The cloud-only path is implemented entirely in the Node.js server (server/integrations/nodeSearchTools.js) — no Python, no GPU, no external orchestrator:

  1. Serper returns the top-N organic results (URLs + titles + snippets).
  2. Top pages are fetched in parallel via fetch() with size and content-type guards.
  3. Pages are stripped of <script> / <style> / nav, then embedded by the configured provider.
  4. Rerank step orders the candidates (cosine on embeddings, CPU cross-encoder, or LLM-as-rerank).
  5. Cleanup model converts HTML to compact markdown for the agent's context.
  6. Results are returned in the same shape as the GPU path — agents don't see a difference.

Output markdown is tagged **Mode:** web (cloud) so admins can verify which path actually ran.

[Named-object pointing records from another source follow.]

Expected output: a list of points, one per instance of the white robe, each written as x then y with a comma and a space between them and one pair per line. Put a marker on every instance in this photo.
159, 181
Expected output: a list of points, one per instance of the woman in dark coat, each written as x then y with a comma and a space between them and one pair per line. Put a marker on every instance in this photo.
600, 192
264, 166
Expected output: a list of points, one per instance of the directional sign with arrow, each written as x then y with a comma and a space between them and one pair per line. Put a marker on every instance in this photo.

Verifying which provider ran

Open any agent message that used agent_search, expand "How I got this answer", look at the markdown header inside the tool result:

  • **Mode:** web (cloud) — Cloud-only ran.
  • **Mode:** web (no (cloud) suffix) — Self-hosted Agent Search service ran.
  • **Provider:** Bing Web Search — Bing ran.

In server logs:

ProviderLog prefix
Self-hosted[AgentSearch]
Cloud-only[NodeSearch]
Bing[BingSearch]

Privacy

Web results pass through the Privacy Shield (piiDetectionEnabled in Privacy Shield config) before injection into the agent's prompt. Detected entities are tokenised so the model never sees raw PII — useful when search returns news articles with names, emails, phone numbers, IBANs etc.

Common errors

ErrorCauseFix
Serper API key not configuredCloud-only / Self-hosted picked, no Serper keySet in Admin → Integrations → Zoeken.
Search returned 0 resultsSerper quota exhausted / overly narrow queryCheck Serper dashboard; agent retries with different keywords.
Bing Search API error (403)Azure subscription expiredRenew Azure subscription.
Bing Search API error (429)Provider rate-limitedRaise tier or switch provider.
Provider rerank failed; returning original orderLLM-as-rerank model unreachablePick a different rerank method. CPU cross-encoder works without any provider.